Nih cowok bener-bener ya. Minta gua lempar ke jurang. “Pak! Ishh!! Pak Dion belum jawab pertanyaan Griya tadi! Kalo pak Dion gak jawab, Griya gak mau ikut pak Dion pindah!” ancamku.

“Kamu mau tiap hari dipaksa-paksa Mama buat panggil saya dengan sebutan Mas? mau tiap hari ditanyain kapan kasih cucu?” tanya pak Dion sambil duduk disebelahku.

Mendengar itupun aku langsung memberengut, menunduk. Ada rasa sebal dan malu secara bersamaan.

“Saya gak akan pernah paksa kamu Griya. Saya gak ingin membebani kamu dengan status sebagai istri saya, kamu bebas mau melanjutkan pendidikan kamu. Saya- saya juga gak akan paksa kamu melakukan kewajiban kamu sebagai istri saya.” Ucap pak Dion dengan tatapan yang begitu dalam kearah ku.

Perkataan pak Dion membuatku tiba-tiba gelisah, aku rasa oksigen dikamarku lenyap begitu saja.

Oh Tuhan, ya Allah kenapa tiba-tiba sesek gini sih. Aduh jadi ngerasa bersalah gue sama pak Dion. Kenapa pak Dion tiba-tiba jadi baik terus lembut gini? Batinku terus berkecamuk.

Sedangkan pak Dion sudah kembali berkutat dengan kopernya. Suara ketukan menyadarkanku dari lamunanku, membuatku beranjak membukakan pintu dan menemukan Mama disana.

“Griya kamu jangan lupa bawa baju-baju yang Mama beliin kemarin ya,” kata Mama mengerlingkan mata padaku dan langsung kembali turun ke bawah.
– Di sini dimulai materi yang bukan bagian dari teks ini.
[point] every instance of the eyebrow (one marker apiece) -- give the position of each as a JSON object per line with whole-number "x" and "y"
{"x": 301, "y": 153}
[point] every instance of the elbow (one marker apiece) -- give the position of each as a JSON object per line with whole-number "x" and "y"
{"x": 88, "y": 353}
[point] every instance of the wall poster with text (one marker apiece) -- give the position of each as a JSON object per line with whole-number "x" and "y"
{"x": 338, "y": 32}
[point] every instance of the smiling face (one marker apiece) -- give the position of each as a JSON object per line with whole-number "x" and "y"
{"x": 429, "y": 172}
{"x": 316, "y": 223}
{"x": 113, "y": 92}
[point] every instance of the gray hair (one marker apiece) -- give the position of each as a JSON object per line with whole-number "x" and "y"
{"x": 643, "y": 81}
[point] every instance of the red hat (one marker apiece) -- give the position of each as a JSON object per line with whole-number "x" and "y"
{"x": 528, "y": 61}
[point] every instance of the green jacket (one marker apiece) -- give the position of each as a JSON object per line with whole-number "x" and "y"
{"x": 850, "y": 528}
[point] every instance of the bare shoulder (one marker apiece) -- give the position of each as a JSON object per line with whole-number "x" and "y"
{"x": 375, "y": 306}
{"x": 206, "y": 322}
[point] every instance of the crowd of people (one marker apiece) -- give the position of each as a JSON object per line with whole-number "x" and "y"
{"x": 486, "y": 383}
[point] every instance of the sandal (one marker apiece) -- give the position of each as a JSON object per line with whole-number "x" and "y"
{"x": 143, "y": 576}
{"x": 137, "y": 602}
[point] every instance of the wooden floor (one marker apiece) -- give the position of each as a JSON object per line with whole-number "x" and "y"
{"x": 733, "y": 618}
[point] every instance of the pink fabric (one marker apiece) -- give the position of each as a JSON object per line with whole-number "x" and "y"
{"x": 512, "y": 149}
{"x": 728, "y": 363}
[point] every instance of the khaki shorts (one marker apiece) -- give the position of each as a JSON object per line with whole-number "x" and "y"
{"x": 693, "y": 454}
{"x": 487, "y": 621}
Aku pun melongo melihat tingkah Mama. Memang kemarin Mama sempat menyodorkan paperbag namun aku belum membukanya.
Karena penasaran akupun segera menutup pintu dan membuka paperbag pemberian Mama.

Aku langsung terperanjat melihat isi nya. “Astagfirullah..... ya Allah!!!” teriakku saking kagetnya dan terduduk disofa kamar.

Pak Dion mendekatiku dan melihat isi paperbag yang ku pegang. Keningnya berkerut,

ah Mama apaan sih. Baju tipis gitu dikasih ke anaknya. Batinku terus berontak.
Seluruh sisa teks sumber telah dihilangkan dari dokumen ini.